Sub-postmasters group action against the Post Office reaches an important milestone

Legal teams representing sub-postmasters and the Post Office in a legal dispute over allegations that a faulty IT system caused account shortfalls are meeting with a High Court judge today (19 October) to set out a case timetable.

This is an important point in a group action brought against the Post Office by more than 500 sub-postmasters, after it was approved by the High Court earlier this year. In the litigation sub-postmasters claim they have suffered as a result of a faulty Post Office accounting system.

This follows years of dispute. In 2009, Computer Weekly revealed the plight of some sub-postmasters who had received heavy fines and even jail terms for alleged false accounting, which they blamed on the Horizon operating system and supporting processes. The Post Office has vehemently denied this claim (see timeline below).

Today’s hearing will see the legal teams on both sides of the dispute meet with the managing judge to set a case timetable.

It will be decided, at the hearing, whether and how expert evidence, including computer/IT evidence, can be used as part of the case. Experts have been vocal in regards to the Horizon system following sub-postmaster allegations that losses could be down to faults in the system.

Computer evidence key in sub-postmaster case

Computer evidence is core to the case. In November 2015, Computer Weekly revealed that technicians supporting the Post Office’s Horizon IT system admitted there was a known software flaw that could lead to sub-postmasters submitting inaccurate accounts. Post Office IT support sent an email to a member of the postmasters’ branch of the Communications Workers Union (CWU) which revealed the flaw.

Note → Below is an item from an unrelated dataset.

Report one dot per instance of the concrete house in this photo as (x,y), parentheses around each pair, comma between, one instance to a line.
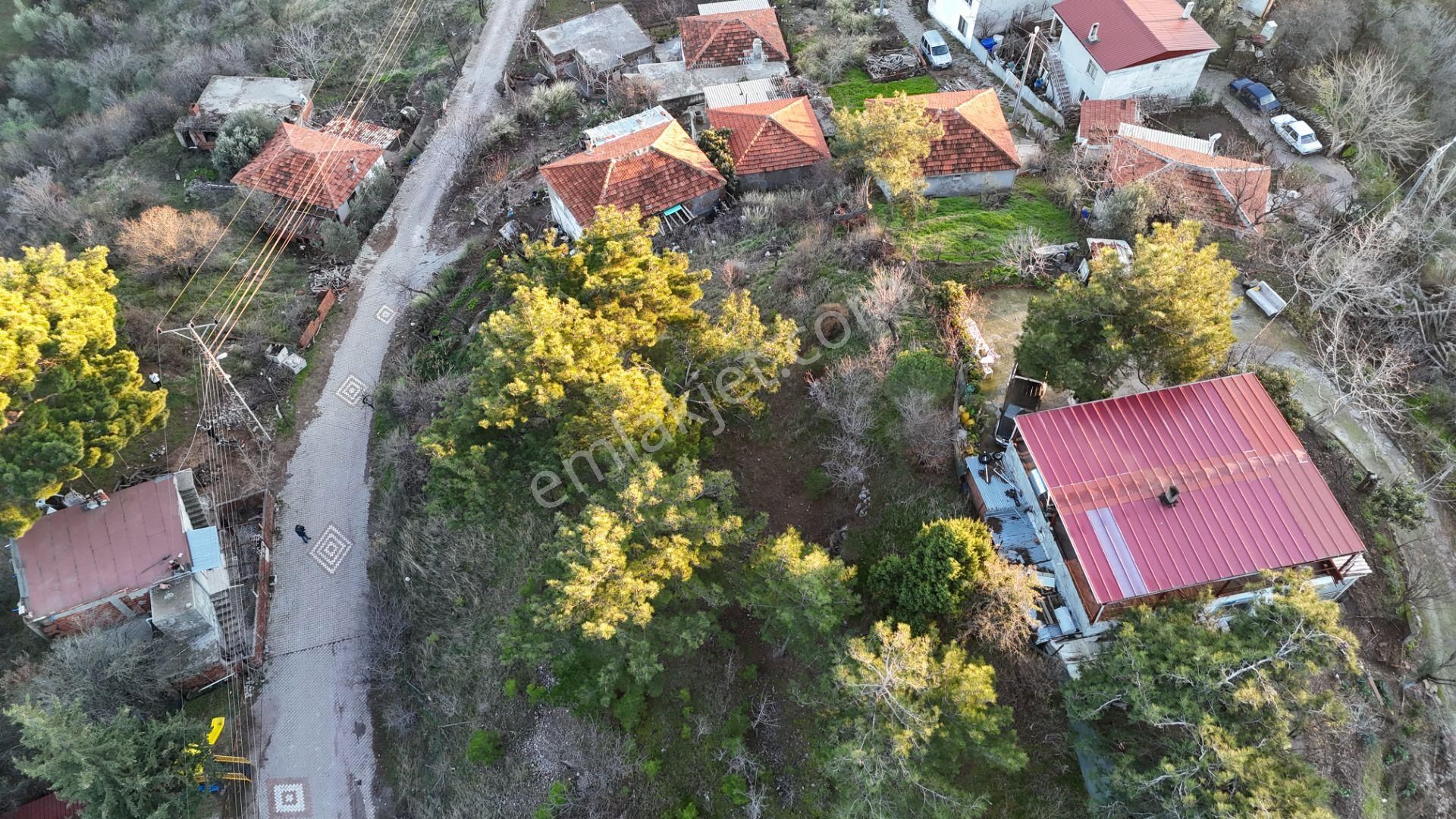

The Post Office also appointed, and paid for, forensic investigation firm Second Sight to investigate the alleged problems with Horizon raised by sub-postmasters. But after Second Sight’s 96-page report was published in April 2015, saying that the Post Office had been too quick to take legal action against sub-postmasters, the Post Office published an 83-page report of its own claiming that Second Sight’s claims were wrong.

The Second Sight report said: “As a result of our investigations, we have established that the Post Office’s investigators have, in many cases, failed to identify the underlying root cause of shortfalls prior to the initiation of civil recovery action or criminal proceedings. This includes cases where applicants brought to the auditors’ or investigators’ attention their own suspicions as to the underlying root causes of their branches’ losses.”

Post Office IT system under scrutiny

In 2015, Andy Clark, visiting professor in information security at Royal Holloway University of London and director at information security and expert witness company Primary Key Associates, told Computer Weekly that over 10 years ago he was called as a witness for the defence in a case brought by the Post Office against a sub-postmaster. After seeing the Post Office Horizon accounting system in action, he said it was quickly apparent there were questions to ask about its integrity. After asking the Post Office these questions, the Post Office dropped the case, he said.

The Criminal Courts Review Commission (CCRC) is also looking at claims of wrongful prosecution of sub-postmasters. It has appointed a firm of forensic accountants to look into the Horizon IT system as part of its investigations.

Today’s High Court hearing will also decide whether extra time will be allowed to enable more sub-postmasters to be added to the action, what evidence will be produced by the parties, and when and whether test cases should be heard.